Since becoming a mom I have dreamed of an unattainable goal: a full night's sleep. But, as I have said before, both of my kids have been terrible sleepers. Even if miraculously they do sleep through the night (an occurrence so rare I could count the times it happened this year on one hand), I generally wake up frequently, thinking I hear them. I'm so used to the constant night awakenings, that my body can no longer sleep deeply. Any white noise, a fan or the AC, somehow morphs into my child crying. But of course, the actual crying is even worse. And what to do about it is the million dollar question. How do you get your baby to - sleep like a baby?
Sleep constitutes one of the biggest challenges to parents of small children and among the most hotly debated. A polarizing issue, it has led parents to completely opposite conclusions, sure of their own sleep solution. I personally have heard some parents (and some books) say that if you do not sleep train, your children will develop insomnia and never be able to sleep on their own. In contrast, I have also heard from other parents (and Dr. Sears) that if you do "cry it out", your children will develop permanent psychological damage. Some attachment parenting advocates point out that in developing countries all babies cosleep and sleep training does not exist. But here's the thing: in many such communities, people live in extended family groups and raise their children with their relatives. If you're up all night nursing your baby, you can rely on help the next day from a mother or aunt or sister. Our rather unnatural nuclear family model in the US makes full attachment parenting a daunting challenge for any parent.
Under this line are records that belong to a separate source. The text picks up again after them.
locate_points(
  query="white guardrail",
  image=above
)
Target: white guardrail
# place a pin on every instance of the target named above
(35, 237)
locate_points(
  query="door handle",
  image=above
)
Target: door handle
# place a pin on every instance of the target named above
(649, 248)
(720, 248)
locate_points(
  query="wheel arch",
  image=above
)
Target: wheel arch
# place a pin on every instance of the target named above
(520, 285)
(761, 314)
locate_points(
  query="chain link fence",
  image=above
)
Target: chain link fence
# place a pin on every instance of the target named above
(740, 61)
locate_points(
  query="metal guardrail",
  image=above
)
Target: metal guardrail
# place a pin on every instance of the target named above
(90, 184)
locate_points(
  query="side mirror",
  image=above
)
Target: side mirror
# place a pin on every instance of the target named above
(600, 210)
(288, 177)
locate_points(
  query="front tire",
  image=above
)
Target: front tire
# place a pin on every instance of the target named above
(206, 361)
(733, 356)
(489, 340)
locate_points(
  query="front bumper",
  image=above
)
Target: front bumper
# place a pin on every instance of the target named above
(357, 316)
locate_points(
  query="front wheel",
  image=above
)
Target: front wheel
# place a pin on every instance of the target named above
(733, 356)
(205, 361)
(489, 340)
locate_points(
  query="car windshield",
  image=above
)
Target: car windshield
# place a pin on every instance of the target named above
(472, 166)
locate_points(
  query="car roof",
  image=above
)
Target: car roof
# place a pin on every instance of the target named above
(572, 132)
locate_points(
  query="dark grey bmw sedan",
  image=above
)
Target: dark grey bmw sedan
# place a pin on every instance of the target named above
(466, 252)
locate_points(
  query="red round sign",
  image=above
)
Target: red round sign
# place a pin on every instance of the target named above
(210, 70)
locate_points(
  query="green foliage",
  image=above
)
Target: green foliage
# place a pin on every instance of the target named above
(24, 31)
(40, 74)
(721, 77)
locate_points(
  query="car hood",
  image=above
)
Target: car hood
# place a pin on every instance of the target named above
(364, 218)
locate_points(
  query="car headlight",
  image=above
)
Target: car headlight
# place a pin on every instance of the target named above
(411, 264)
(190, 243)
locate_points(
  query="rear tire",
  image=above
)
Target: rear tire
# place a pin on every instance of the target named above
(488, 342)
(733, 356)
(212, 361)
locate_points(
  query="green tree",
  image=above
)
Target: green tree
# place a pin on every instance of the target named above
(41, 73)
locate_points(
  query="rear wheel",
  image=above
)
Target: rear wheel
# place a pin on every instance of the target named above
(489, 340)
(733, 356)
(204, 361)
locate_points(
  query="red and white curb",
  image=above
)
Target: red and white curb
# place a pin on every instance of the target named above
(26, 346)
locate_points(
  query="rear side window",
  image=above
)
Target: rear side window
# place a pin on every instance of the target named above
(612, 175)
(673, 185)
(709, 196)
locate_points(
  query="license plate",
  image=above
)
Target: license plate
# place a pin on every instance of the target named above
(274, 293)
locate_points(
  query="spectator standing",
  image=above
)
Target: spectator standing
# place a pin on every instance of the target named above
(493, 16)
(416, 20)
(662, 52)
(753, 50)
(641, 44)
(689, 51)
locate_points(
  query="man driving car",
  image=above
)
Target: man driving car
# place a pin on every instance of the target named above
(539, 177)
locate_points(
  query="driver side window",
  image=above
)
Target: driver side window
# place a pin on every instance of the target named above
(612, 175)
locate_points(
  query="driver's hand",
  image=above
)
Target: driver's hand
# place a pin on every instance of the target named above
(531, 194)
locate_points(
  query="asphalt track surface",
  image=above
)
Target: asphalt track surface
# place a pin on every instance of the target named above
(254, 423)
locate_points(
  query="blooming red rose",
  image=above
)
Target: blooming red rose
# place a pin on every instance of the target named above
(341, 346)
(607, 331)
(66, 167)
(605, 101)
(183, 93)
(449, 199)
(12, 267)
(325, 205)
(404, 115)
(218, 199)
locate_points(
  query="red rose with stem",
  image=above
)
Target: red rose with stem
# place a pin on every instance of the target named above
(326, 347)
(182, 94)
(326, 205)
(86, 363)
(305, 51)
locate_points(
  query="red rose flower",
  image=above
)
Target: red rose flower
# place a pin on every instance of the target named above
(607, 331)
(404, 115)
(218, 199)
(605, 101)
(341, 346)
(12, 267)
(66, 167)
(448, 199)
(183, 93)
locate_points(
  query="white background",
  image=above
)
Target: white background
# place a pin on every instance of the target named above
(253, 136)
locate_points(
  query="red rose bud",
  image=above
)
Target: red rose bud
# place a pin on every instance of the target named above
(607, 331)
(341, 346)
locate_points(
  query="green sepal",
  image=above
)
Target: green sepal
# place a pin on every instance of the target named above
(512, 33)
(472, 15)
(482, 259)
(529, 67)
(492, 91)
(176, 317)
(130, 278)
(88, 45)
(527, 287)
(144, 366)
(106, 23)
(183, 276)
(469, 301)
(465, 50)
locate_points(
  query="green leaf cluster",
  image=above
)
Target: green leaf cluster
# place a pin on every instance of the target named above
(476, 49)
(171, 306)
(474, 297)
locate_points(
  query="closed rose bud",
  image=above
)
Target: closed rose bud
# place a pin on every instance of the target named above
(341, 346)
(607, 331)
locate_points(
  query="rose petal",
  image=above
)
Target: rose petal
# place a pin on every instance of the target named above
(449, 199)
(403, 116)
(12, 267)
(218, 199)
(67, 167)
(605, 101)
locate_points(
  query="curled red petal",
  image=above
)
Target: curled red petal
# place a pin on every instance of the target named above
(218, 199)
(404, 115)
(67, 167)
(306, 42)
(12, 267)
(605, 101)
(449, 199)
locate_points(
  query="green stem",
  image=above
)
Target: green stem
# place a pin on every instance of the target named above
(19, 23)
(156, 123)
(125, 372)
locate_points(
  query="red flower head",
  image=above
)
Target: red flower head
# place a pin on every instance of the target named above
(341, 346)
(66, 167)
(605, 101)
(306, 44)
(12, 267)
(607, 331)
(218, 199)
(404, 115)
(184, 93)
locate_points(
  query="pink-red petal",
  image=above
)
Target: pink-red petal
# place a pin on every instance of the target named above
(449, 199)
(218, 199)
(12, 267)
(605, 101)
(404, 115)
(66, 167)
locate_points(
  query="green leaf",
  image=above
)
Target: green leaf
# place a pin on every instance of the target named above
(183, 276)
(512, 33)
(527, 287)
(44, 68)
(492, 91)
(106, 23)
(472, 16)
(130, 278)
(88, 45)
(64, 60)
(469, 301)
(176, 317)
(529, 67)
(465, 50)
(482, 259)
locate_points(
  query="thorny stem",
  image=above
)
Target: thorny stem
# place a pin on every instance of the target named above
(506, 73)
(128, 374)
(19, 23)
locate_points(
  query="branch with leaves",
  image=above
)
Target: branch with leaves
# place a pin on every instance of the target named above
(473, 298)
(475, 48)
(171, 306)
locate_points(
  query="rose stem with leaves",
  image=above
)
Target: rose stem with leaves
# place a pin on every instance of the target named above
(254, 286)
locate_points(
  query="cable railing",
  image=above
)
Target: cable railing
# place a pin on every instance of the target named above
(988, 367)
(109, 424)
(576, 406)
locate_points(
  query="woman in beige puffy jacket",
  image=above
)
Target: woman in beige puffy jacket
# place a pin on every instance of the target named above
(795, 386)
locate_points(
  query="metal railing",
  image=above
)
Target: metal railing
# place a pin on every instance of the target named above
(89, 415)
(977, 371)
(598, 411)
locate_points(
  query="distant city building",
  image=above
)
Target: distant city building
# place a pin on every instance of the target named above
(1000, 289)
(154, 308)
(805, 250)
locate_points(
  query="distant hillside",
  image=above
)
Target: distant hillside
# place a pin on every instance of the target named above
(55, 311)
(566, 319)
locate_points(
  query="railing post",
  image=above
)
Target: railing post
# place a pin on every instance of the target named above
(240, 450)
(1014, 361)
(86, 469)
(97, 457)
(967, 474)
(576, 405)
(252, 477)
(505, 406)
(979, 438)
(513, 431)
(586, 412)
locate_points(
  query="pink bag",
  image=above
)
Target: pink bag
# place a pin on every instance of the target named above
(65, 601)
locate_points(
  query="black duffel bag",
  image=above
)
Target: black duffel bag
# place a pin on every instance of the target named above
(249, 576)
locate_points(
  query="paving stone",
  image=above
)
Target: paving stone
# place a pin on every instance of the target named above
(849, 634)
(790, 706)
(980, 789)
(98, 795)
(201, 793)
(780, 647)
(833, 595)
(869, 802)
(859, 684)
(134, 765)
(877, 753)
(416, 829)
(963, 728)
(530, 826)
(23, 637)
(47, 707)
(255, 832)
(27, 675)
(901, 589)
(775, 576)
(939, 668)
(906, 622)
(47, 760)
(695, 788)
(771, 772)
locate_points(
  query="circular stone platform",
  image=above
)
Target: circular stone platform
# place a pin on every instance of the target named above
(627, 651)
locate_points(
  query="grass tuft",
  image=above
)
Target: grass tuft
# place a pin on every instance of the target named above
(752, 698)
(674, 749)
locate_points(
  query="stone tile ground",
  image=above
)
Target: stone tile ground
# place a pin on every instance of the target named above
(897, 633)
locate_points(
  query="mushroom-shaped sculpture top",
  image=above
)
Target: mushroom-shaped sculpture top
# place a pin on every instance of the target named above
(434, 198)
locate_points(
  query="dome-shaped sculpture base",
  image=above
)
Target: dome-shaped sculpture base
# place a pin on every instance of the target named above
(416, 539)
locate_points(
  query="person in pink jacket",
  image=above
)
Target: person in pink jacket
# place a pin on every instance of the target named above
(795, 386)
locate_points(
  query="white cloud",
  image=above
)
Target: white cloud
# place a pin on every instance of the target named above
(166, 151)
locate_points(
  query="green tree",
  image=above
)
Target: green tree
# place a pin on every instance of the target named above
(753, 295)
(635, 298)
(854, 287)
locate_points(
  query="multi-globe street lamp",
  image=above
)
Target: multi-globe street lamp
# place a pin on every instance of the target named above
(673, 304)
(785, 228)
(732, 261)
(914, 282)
My personal view is somewhere in the middle. I do not think you will permanently damage your child by sleep training or by going to them every single time they cry. I think it is important to have a consistent routine that helps your child feel safe and loved when they go to bed. But I have known parents on completely opposite sides of this issue whose children turn out just fine. I think that different kids have different needs. And some kids sleep great almost from infancy, while others just don't. I do feel that sleep training might be necessary to preserve your own sanity. But in my experience, sleep training is not a one-time thing that fixes the issue completely. Like my son's nightmares or my daughter's teething, various developmental issues affect your child's sleep and, even if they have gone through some form of sleep training, they can revert back to night awakening at a later point.
After reading almost every book I could get my hands on about this issue, I opted for a blend of techniques. We keep to a pretty set routine:
- Dinner
- Bath/ Getting Ready
- Two Books
- Snuggle and Sleep
As per The No Cry Sleep Solution, I try not to nurse Willa to sleep. I break the latch before she's completely out and try to put her down while she's slightly (very slightly) awake, then rub her back if she fusses. I try not to go to Willa as soon as she cries. We've had our own set of challenges since the children share a room and we don't want her to wake up her brother. Luckily, he's the deeper sleeper. If he wakes up, it's almost a guarantee that she will. And when she does wake up, we normally just put Willa in bed with us and then give her access to the all-night buffet.
This week, I have been staying at my folks' house and had the luxury of putting the kids in two different rooms. So I have been trying to do a form of cry it out for Willa. I have been letting her cry for at least 15 min (with the plan to increase the amount each time she wakes up). The first night, she woke up around 2 something (fairly typical). I waited 15 minutes, then nursed her, and put her back in her crib to sleep. The second night was similar, but Willa woke up when I put her back in the crib. Exhausted, I just left and, after just a few minutes of crying, she went back to sleep. The next night, I had just gotten to sleep when she woke up around 11:30. I let her cry for a bit more than 15 min and then all was quiet until almost 7. Last night, I heard her cry at 12:30 for about a minute before she fell back asleep. I heard her again at 4 something say rather calmly, "Mommy? Mommy?" And then nothing until 7ish again. I have high hopes for tonight!
Of course, I do also have a 3-yr-old who shared my room this week. And almost every night this week, he has woken up. It's either his sister's crying, a potty need, a request for a light on, or a wish to snuggle. I just keep telling myself, this too shall pass. And then I'll probably miss it. Or I'll just enjoy a long-awaited full night's sleep.